Sebaliknya, dengan kelonggaran dan menghilangkan beberapa pasal-pasal pidana pada pelaku usaha tambang, Omnibus Law menambah dan mempertahankan pasal-pasal pidana pada masyarakat. Pasal 162 UU Minerba (Pasal 39 dalam Omnibus Law) mempertegas pengenaan sanksi pidana pada masyarakat terutama lingkar tambang. Juga pada Pasal 73 UU Panas Bumi (Pasal 41 dalam Omnibus Law) yang kembali mempertegas pengenaan pidana pada masyarakat. Pada UU sebelumnya pengenaan pidana hanya 1 tahun, diubah dalam Omnibus Law ini menjadi 7 tahun penjara.
Oleh karena itu, Koalisi #BersihkanIndonesia dan Fraksi Rakyat Indonesia menyerukan kepada Presiden Jokowi, segenap pemerintahannya dan DPR RI untuk segera mencabut dan membatalkan Omnibus Law UU Cipta Kerja dan UU Pertambangan Mineral dan Batubara karena ditengarai produk yang cacat dan lahir dari legislasi yang dipenuhi oleh konflik kepentingan.

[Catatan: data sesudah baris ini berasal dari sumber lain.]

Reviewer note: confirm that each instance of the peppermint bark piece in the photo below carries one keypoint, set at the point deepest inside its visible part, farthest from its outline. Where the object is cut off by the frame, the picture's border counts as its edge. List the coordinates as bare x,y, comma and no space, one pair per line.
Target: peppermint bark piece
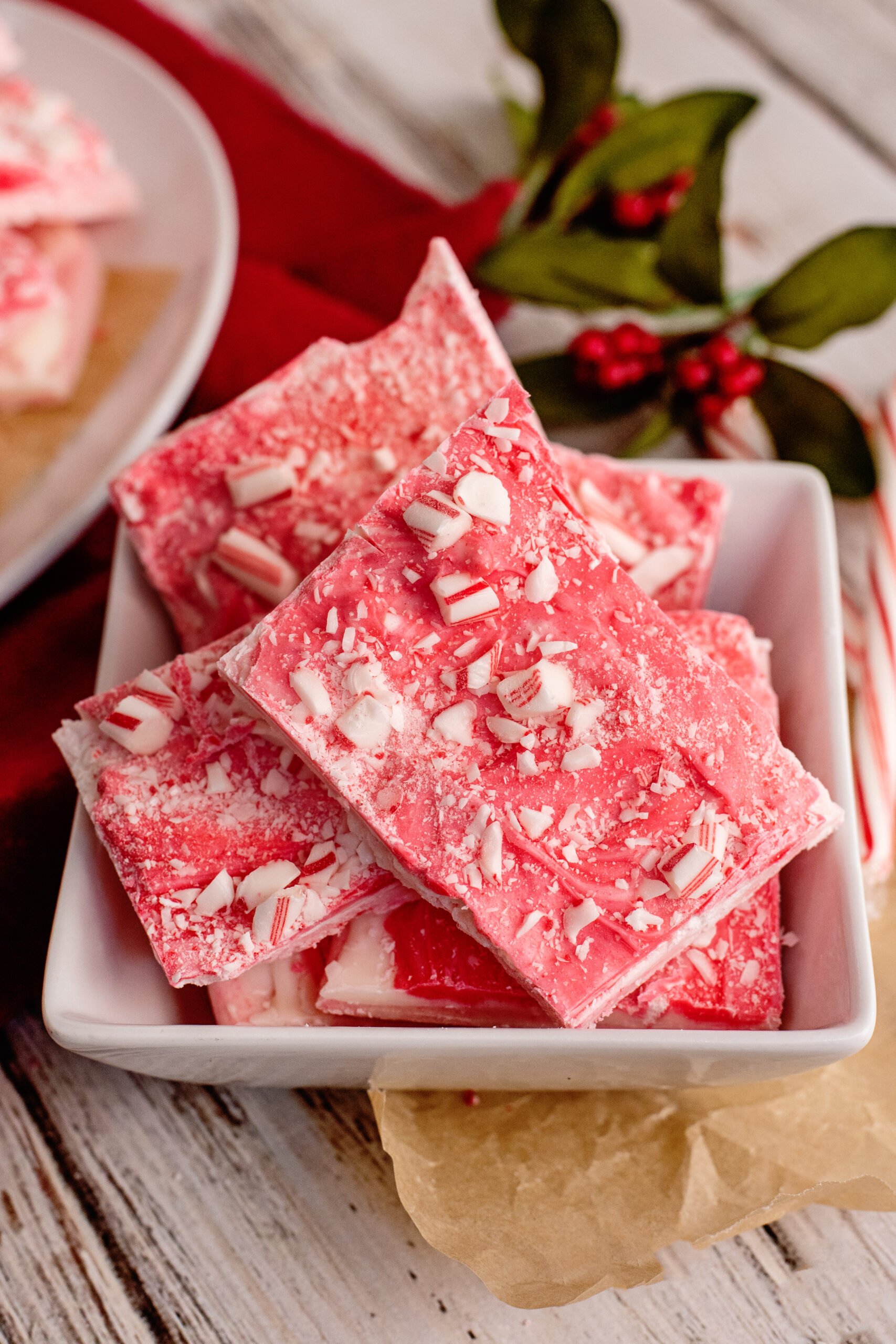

Selain itu, mereka juga menuntut pemerintah untuk memperkuat penegakan hukum dalam operasi pertambangan. Mencegah kehadiran Politically Exposed Person (PEP) dalam kepemilikan dan kepemimpinan perusahaan batubara, atau sebaliknya mencegah pemilik dan pimpinan perusahaan batubara, tambang dan energi kotor dalam pemerintahan dan sistem politik Indonesia..

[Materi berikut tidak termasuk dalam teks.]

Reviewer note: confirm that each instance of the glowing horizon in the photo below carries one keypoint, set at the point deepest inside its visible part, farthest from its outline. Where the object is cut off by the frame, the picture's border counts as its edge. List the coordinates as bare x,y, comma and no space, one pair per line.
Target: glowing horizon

“Memperkuat langkah-langkah hukum untuk mencegah konflik kepentingan di antara PEP, menciptakan perlindungan yang lebih kuat dari risiko kolusi dan campur tangan Mengatur konflik kepentingan antara politikus atau pejabat pemerintah dan pengusaha tambang dan energi kotor,” tegasnya.
“Mendorong moratorium izin pertambangan dan PLTU batubara diikuti dengan menyusun peta jalan untuk meninggalkan batubara dan energi kotor sebagai kutukan sumber daya alam, bertransisi menuju energi terbarukan yang adil,” pungkasnya.